Animation checker and actress Kathrin Victor, who was also known as Kathrin Leichliter, died on Oct. 22, 2004 in Los Angeles from complications after a stroke at the age of 81. From 1960 until her retirement in 2000 she worked for Graphic Arts, Snowball, DeTiege, Eagle, Creston, Hanna-Barbera, DePatie-Freleng, Filmation, Don Bluth, Box Office Originals and Disney TV Animation.
Actor Christopher Reeve, star of four SUPERMAN films and real life hero after becoming paralyzed from the neck down, died Oct. 10, 2004, in Bedford, New York, from heart failure at the age of 52.
The great-looking lead of four SUPERMAN films, THE BOSTONIANS, SOMEWHERE IN TIME and THE REMAINS OF THE DAY became a quadriplegic, confined to a wheelchair when he broke his neck and injured his spinal cord when he was thrown from a horse in an equestrian event in 1995.
Famed comedian Rodney Dangerfield passed away on Oct. 5, 2004. He was 82. The "I don't get no respect" funnyman had fallen into a coma after undergoing heart surgery on Aug. 25. His publicist said in a statement that Dangerfield suffered a small stroke after the operation and developed infectious and abdominal complications. But in the past week he had emerged from the coma.
"When Rodney emerged, he kissed me, squeezed my hand and smiled for his doctors," Dangerfield's wife, Joan, said in the statement.
Bob Scarabelli, Rainmaker Income Fund president/ceo, has passed away from natural causes. Scarabelli worked for Rainmaker for the past 25 years, growing it into one of North America's leading post-production facilities.
Joel Schneider, a pioneering force in educational programming, died of cancer on Sept. 12, 2004 in Gloucester, Massachusetts. He was 61 years old.
Schneider served as content director for CRO, an animated science series broadcast by ABC on Saturday mornings. Recently, he served as vp for education and research at Sesame Workshop, where he focused on activities in China, including the development of a new planetarium show with a SESAME STREET theme. In addition, he was instrumental in the development of Kami, the first HIV-positive Muppet.
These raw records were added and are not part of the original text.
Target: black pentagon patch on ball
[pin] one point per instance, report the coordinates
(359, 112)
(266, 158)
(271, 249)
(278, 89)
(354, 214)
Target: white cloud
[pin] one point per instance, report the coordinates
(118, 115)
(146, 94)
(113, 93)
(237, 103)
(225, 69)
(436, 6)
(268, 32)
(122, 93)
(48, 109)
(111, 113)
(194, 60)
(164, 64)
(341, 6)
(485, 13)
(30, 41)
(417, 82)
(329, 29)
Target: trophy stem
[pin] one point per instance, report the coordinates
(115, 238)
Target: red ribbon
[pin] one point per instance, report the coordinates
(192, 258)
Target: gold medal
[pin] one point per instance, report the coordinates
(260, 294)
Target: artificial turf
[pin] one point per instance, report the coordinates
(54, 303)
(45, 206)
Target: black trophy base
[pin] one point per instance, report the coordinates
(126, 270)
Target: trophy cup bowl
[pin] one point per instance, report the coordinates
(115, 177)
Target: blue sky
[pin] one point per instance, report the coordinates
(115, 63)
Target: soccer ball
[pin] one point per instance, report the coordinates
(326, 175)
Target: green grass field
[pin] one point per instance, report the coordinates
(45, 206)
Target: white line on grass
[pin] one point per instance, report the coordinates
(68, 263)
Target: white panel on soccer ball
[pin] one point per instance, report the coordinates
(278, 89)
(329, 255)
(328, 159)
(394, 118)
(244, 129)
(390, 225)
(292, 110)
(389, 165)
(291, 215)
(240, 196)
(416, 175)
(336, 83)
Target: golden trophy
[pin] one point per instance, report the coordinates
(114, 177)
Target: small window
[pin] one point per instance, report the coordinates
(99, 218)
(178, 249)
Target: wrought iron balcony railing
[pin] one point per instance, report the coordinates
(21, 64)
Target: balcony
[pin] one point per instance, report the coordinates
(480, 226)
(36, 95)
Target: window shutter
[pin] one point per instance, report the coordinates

Frank Thomas, who helped pioneer the animated art form as a member of Walt Disneys elite Nine Old Men, passed away Wednesday night at his home in Flintridge, California. He celebrated his 92nd birthday on Sunday with family and friends, including director Brad Bird, who honored Thomas and lifelong friend and colleague Ollie Johnston the last of the Nine Old Men with cameo appearances in both THE IRON GIANT and Disney/Pixars THE INCREDIBLES.
Prolific composer Elmer Bernstein, who wrote music for more than 250 film and television productions, including Disneys animated feature, THE BLACK CAULDRON, died Aug. 18, 2004, during his sleep at his home in Ojai, California, at the age of 82.
David Raksin, the Oscar-nominated composer wrote the memorable theme for 1944's LAURA, and scored several classic UPA cartoons in the 1950s, died Aug. 9. 2004, at the age of 92.
ASSOCIATED PRESS reported that Raksin, who had been ailing for several years and had early stage Alzheimer's disease, died at his home in Van Nuys, California, according to his son, Alex Raksin.
Jackson Beck, the voice-over master of the SUPERMAN radio show, has died, reports NEWSDAY. He was 92. Beck died at about 6:00 am July 28, 2004 of complications of old age, according to Jeff David, a friend. He had been ill after suffering a series of small strokes four or five years ago, David said.
Sam McKim, the legendary Disney Imagineer who drew the first souvenir maps of Disneyland in 1954, died of heart failure on July 9, 2004 at Providence Saint Joseph Medical Center in Burbank. He was 79 years old. In addition to his Disney career, McKim started out as a child actor who appeared in films with John Wayne, Spencer Tracy, James Cagney, Rita Hayworth and Gene Autry.